Hospitalized COVID-19 patients treated with famotidine, the active ingredient in Pepcid heartburn medication, were more than twice as likely to survive infection, according to a CNN report of preliminary research posted May 19 on a pre-publication website.
Ten percent of patients who were administered famotidine were put on a ventilator or died in comparison with 22% of patients who did not receive the drug.
The results of this first round of clinical trials, conducted at New York’s Northwell Health, are promising but far from conclusive. It’s not clear whether famotidine caused or is coincidentally associated with the lower COVID-19 death rate. Furthermore, the study has yet to undergo the rigorous peer review academic journal publication process.
Patients with COVID-19 and others are advised not to stockpile famotidine to treat COVID-19, not to ingest excess quantities of famotidine, and not to take the medication outside of physician-directed use for heartburn issues.
Famotidine Shortages
Despite these caveats, heartburn sufferers may find themselves without their drug of choice.

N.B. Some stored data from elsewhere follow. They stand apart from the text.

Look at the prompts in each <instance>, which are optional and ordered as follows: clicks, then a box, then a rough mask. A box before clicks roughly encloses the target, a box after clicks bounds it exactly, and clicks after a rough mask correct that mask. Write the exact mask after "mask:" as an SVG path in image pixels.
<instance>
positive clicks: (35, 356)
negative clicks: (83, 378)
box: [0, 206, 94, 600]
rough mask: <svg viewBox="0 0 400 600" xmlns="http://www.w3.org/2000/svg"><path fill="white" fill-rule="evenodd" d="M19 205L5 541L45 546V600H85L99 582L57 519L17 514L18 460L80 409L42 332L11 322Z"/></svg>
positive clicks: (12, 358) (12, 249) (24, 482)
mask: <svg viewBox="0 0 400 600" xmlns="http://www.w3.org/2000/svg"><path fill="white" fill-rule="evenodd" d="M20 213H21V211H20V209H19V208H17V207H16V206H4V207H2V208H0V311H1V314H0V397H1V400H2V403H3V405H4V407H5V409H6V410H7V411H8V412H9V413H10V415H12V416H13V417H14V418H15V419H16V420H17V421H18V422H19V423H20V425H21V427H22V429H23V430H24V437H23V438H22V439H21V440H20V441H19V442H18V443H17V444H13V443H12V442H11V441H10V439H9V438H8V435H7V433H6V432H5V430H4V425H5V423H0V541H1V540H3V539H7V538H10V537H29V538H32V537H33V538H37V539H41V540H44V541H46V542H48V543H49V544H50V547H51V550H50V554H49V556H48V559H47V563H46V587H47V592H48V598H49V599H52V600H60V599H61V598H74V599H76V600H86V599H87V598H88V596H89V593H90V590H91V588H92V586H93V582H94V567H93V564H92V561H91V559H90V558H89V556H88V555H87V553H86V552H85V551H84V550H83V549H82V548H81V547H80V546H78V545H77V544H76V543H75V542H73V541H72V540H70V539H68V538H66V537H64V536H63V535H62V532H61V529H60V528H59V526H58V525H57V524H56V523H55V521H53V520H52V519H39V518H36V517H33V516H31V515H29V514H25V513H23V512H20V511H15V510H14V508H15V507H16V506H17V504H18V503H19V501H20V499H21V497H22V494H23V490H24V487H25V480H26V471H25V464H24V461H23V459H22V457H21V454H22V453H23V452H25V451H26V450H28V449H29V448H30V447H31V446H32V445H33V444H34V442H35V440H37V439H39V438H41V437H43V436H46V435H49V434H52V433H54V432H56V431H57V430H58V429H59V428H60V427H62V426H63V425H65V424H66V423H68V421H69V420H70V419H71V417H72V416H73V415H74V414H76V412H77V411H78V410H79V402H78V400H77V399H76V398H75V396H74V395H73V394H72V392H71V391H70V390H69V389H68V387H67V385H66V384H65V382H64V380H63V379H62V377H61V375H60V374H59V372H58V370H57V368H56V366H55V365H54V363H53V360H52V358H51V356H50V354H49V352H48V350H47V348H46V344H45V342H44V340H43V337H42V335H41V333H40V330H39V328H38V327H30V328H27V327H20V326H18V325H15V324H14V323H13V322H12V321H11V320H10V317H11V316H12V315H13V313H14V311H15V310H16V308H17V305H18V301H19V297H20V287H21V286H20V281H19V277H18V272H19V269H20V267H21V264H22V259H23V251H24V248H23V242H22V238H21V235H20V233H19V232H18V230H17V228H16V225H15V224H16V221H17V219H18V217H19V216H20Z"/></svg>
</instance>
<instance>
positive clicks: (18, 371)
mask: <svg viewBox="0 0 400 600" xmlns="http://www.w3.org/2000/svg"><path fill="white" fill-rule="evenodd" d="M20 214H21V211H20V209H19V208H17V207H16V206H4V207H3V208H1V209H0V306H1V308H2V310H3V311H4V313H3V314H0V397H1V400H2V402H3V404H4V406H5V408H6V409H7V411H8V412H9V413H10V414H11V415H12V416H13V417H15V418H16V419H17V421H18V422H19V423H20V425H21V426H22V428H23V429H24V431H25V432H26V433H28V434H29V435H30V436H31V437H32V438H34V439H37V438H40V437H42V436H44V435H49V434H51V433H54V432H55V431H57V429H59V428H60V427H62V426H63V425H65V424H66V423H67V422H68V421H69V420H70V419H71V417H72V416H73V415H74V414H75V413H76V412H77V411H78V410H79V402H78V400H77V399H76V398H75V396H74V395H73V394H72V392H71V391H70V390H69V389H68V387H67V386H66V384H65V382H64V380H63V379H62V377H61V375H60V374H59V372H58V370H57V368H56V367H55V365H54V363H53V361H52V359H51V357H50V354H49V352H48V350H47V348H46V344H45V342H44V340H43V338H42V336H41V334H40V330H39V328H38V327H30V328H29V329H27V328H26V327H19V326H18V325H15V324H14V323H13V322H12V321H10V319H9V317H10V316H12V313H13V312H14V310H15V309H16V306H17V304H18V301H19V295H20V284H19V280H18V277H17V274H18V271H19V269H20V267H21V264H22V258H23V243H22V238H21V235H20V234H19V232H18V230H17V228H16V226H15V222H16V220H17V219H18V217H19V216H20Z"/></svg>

On May 4, shortly after the clinical trials were first reported by Science magazine on April 26, the Food and Drug Administration announced a shortage of famotidine tablets. In combination with the FDA’s April 1 recall of heartburn medication Zantac (ranitidine), those with heartburn and related conditions have even fewer treatment alternatives.
Why Pepcid?
It’s believed that famotidine may be effective in treating COVID-19 because its chemical structure enables it to bind to a coronavirus enzyme and prevent the virus from replicating in the body.
Interest in famotidine as a possible COVID-19 treatment first arose when Boston-based infectious disease specialist Michael Callahan traveled to Wuhan, China to assist in over-taxed hospitals. COVID-19 was proving especially deadly in patients with hypertension and chronic pulmonary artery disease. Particularly puzzling to Callahan and his colleagues was why low-income patients in this subset seemed to fare better than their wealthier counterparts.
These anecdotal observations led Callahan and other physicians to review the medical records of more than 6,000 COVID-19 patients. They discovered that many patients that survived COVID-19 suffered from chronic heartburn and treated the condition not with the more expensive Prilosec (omeprazole) but with the more affordable famotidine.
Second Famotidine Study
A second trial evaluating two groups of COVID-19 patients, one receiving intravenous famotidine at a dosage nine times higher than what is usually administered for heartburn and another receiving a placebo, is now underway.
Results are expected in a few months.